Après un premier volet La banane américaine en 2011 consacré à l’enfance, Elise Noiraud revient avec le chapitre 2 de la vie du personnage qui porte le même prénom qu’elle. Dans Pour que tu m’aimes encore, c’est la période de l’adolescence qui est mise en lumière dans un savoureux seule-en-scène dressant le portrait de ceux qui gravitent autour d’une jeunesse en devenir. A déguster aux Ateliers d’Amphoux à 21h40 durant le Festival d’Avignon.

elise
© DR

Elise a treize ans et demi, cet âge charnière où les mois semblent une éternité et prennent de l’importance lorsque l’on s’apprête à quitter le monde rassurant de l’enfance. La jeune fille a des rêves plein la tête qu’elle confie à son journal intime, tentant de se construire entre une mère envahissante, les amours naissantes, les copines, les premières boums et son affection débordante pour Céline Dion. Comme toutes les adolescentes, Elise ressent des émotions bouillonnantes, changeantes et parfois contradictoires. Les souvenirs évoqués prennent des allures de madeleine de Proust de notre propre adolescence envolée : les premiers émois, les incompréhensions et les coups de cœur artistiques et musicaux qui traduisent au mieux ce que l’on vit et traverse à cet âge où l’on est pressé de grandir tout en voulant conserver le caractère protecteur de l’enfance.
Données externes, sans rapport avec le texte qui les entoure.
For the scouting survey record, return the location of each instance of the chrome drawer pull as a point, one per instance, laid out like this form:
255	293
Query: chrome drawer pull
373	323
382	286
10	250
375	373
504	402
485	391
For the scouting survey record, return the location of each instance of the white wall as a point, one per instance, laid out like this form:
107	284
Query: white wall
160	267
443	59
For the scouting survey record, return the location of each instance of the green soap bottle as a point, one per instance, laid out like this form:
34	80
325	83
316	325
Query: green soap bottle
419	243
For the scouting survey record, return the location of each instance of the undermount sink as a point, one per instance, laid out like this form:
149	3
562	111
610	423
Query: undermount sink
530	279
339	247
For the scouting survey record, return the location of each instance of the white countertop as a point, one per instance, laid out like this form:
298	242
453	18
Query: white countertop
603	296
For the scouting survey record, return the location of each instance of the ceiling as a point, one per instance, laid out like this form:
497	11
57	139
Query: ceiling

Il y a la fête du collège qui se prépare avec une chorégraphie sur la chanson Pour que tu m’aimes encore de son idole et aussi le voyage en Pologne qui lui fait comprendre certaines choses avec une distance nécessaire. Et puis il y a Tony, le garçon dont Elise dit que sa tête est comme un pays qu’elle ne connaît pas. Car c’est aussi le moment des grandes découvertes du sentiment amoureux.
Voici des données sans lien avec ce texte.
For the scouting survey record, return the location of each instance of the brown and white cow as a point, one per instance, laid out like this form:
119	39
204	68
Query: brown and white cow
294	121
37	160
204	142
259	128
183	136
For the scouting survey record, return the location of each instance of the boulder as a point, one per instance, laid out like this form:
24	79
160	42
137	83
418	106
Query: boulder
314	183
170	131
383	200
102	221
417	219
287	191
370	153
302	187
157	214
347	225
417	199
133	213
C’est donc l’âge délicat de l’adolescence qui est ici mis en avant et sur lequel Elise Noiraud pose un regard à la fois juste et sensible, tendre et délicat, drôle et pétillant. Sur le plateau, elle abat une folle énergie pour faire s’animer toute une galerie de personnages, allant de la standardiste d’un jeu radiophonique à la dynamique prof d’EPS au langage fleuri voire ordurier en passant bien évidemment par Elise, sa mère déprimée et dépassée ou encore ses copines. Pour cadrer cette tranche de vie intimiste, pas de décor, juste une scénographie minimaliste composée d’une chaise et d’une petite malle au trésor d’où la comédienne sort quelques accessoires afin de donner vie aux protagonistes hauts en couleurs qui gravitent autour de la jeune fille. C’est dans un rythme effréné que nous découvrons le petit monde d’Elise. La parole est tourbillonnante et déversée à profusion comme les pensées que l’on a à cet âge en s’imaginant être et avoir une personnalité incroyable. Et il y a cette bande-son qui donne son titre au spectacle jubilatoire et énergique

Elise Noiraud, qui a reçu le premier prix du concours des Jeunes Metteurs en scène 2015, décerné par le Théâtre 13 pour Les fils de la Terre d’après Edouard Bergeon, nous replonge avec délice et finesse dans toutes ces petites choses qui prennent de l’importance lorsque l’on a treize ans et demi et toute une vie à s’inventer et se construire. Nous lui adressons autant de bravos qu’il y a de grains de sable sur la plage avec une insouciance salutaire pour avoir fait remonter à notre conscience cette période ingrate mais rêvée de notre vie, entre nostalgie et soulagement d’en être sorti.